Non, le vent, le vent qui n’en finit pas de souffler ici, au bord de l’océan,
et qui comme un fait exprès ce soir-là fit faux bond, même s’il lui arrive,
c’est vrai, de tomber avec le jour, mais ce n’était pas le jour justement, et
alors que l’issue de la bataille semblait tourner en faveur des marins
d’Atlantique, soudain plus un souffle, les voiles qui faseyent et pendent comme
des outres vides, stoppant net le ballet des insectes toilés qui un instant
auparavant faisaient encore tourner en bourrique les puissantes galères,
s’amusant à les frôler, décochant au passage une bordée de flèches avant de
s’envoler sur le dos d’une risée. Et tandis que les gens d’Armorique scrutent
en vain le ciel immobile, on entend déjà la cadence féroce des rames qui hachent
le miroir de l’eau, traçant une voie directe jusqu’aux sinagots encalminés
entre les îles. Tu comprends que ceux-là se moquaient bien de leurs dieux, qui,
plutôt que d’implorer Eole, comptaient d’abord sur la seule force de leurs
bras. Mais, à partir de là, tout est dit. Encore un peu, le temps que les
hommes de Rome lancent leurs grappins et arriment bord à bord les embarcations
rivales, encore un peu, cette lutte au corps à corps sur ces rings improvisés
opposant d’un côté le métier des armes et de l’autre la science des vents et
des courants, encore un peu d’indécision où l’on feint de croire que la partie
n’est pas perdue, mais quand le soir tombe sur les eaux dormantes retirées vers
le grand menhir de Loc Mariaquer, alors qu’une pluie fine baigne le front des
vaincus gisants sur les vases bleues souillées de flaques roses et que monte
dans la nuit océane la clameur des légionnaires, c’en est fini de la fière
indépendance des marins d’Atlantique. De là on sait ce qu’il advint : les
bains chauds, le glaive court et les déclinaisons latines – rosa, la
rose, Gyf, pas besoin de te faire un dessin.
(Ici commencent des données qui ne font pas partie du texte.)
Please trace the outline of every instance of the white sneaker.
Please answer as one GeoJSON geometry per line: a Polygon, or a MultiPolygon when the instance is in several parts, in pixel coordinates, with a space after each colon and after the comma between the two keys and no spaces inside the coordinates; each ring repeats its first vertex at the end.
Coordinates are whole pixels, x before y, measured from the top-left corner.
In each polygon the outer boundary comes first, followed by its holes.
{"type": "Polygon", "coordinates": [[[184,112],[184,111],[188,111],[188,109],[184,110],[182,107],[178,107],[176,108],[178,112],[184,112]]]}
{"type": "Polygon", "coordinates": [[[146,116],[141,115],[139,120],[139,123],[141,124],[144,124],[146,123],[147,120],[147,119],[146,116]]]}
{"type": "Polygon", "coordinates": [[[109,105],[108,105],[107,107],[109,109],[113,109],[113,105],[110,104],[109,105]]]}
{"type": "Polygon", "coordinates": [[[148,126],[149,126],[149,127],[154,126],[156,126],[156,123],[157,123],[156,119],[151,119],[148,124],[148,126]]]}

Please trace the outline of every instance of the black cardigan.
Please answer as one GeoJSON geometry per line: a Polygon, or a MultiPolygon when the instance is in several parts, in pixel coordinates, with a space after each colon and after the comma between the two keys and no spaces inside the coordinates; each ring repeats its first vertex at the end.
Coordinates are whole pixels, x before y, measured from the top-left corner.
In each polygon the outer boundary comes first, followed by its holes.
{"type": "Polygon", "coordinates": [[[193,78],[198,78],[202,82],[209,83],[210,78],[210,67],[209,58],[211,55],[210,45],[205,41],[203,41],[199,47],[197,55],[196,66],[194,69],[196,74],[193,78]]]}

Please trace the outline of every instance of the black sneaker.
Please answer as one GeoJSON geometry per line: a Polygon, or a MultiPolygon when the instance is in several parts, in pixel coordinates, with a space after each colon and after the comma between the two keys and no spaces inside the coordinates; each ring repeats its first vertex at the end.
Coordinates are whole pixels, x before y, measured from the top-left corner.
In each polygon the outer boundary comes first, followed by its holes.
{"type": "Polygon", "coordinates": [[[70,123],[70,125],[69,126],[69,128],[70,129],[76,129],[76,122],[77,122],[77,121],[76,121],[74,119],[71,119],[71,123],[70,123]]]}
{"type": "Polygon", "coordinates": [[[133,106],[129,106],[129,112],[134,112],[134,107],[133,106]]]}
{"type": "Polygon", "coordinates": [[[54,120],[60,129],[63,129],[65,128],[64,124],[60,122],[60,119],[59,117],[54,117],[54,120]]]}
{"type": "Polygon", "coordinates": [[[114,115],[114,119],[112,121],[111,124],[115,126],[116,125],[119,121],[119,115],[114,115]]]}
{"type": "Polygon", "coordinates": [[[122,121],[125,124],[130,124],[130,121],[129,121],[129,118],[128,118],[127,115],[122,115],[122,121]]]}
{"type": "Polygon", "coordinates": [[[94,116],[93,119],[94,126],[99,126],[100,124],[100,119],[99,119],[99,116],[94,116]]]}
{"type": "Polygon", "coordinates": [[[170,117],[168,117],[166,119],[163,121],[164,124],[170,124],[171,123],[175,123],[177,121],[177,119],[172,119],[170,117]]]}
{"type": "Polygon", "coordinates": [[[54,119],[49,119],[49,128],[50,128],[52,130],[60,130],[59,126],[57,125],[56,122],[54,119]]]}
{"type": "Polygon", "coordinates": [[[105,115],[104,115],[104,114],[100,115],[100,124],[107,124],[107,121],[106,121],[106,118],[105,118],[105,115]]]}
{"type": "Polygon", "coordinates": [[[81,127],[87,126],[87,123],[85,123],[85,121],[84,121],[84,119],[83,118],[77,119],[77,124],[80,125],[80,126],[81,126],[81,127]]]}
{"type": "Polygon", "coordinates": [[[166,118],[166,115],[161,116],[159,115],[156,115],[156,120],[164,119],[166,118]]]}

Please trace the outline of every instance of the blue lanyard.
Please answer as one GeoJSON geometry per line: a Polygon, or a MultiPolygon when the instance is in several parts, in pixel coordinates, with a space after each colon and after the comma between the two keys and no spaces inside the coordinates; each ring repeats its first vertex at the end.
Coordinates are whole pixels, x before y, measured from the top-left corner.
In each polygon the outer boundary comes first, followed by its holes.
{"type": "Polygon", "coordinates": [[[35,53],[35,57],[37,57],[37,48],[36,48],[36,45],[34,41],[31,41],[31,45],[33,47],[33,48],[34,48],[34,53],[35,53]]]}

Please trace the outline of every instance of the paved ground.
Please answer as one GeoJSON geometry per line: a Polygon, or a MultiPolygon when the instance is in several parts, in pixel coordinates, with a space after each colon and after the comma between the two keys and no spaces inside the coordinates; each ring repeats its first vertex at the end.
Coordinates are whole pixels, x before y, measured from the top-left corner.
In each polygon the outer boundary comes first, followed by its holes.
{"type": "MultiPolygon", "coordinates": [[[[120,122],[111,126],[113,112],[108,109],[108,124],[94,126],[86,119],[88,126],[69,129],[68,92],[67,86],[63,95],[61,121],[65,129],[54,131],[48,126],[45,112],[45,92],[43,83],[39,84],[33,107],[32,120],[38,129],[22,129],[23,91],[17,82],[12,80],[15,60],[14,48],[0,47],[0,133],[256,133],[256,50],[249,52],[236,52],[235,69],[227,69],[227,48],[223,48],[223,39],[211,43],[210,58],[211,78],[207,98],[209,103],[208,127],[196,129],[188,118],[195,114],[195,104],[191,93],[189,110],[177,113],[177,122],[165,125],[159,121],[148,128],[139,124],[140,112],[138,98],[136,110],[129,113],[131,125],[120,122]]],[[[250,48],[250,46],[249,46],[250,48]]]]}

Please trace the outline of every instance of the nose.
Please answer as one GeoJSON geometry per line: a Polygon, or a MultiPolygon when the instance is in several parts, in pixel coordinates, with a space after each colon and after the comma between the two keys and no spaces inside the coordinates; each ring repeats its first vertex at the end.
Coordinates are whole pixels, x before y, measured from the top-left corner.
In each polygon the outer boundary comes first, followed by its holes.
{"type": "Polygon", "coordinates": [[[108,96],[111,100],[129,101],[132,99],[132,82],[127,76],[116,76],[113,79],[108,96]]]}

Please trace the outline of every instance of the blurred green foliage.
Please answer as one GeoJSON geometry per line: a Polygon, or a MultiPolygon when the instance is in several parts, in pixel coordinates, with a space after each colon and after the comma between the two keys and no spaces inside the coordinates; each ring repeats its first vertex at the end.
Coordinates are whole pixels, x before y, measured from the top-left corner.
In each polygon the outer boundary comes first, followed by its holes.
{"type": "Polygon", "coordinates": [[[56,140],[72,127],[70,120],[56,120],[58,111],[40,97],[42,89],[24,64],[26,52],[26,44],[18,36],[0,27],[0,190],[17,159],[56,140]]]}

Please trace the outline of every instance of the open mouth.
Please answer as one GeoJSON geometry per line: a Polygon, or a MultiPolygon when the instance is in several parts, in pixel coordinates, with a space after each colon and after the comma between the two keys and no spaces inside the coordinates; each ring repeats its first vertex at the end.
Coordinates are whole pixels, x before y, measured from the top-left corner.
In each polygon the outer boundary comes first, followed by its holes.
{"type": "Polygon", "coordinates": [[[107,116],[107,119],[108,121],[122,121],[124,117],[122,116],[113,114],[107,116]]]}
Mais c’est râlant, tout de même.
Toujours la force méthodique, organisée, l’emporte, ne laissant aux
chevau-légers que de maigres victoires sans conséquences, provisoires, moins
des victoires, au vrai, que des effets de style, des entrechats.
    Gyf n’était pas persuadé d’avoir tout saisi, et en quoi la
défaite des Vénètes influait sur ma réticence à reprendre du service sur les
terrains, ou peut-être avais-je voulu démontrer que les victoires des joueurs
italiens dans les différentes compétitions européennes et mondiales avaient une
origine lointaine, mais, comme la perspective d’un divertissement même
pitoyable à mes sombres dimanches me faisait hésiter à repousser de prime abord
sa proposition, il sut trouver le bon argument pour vaincre ma résistance.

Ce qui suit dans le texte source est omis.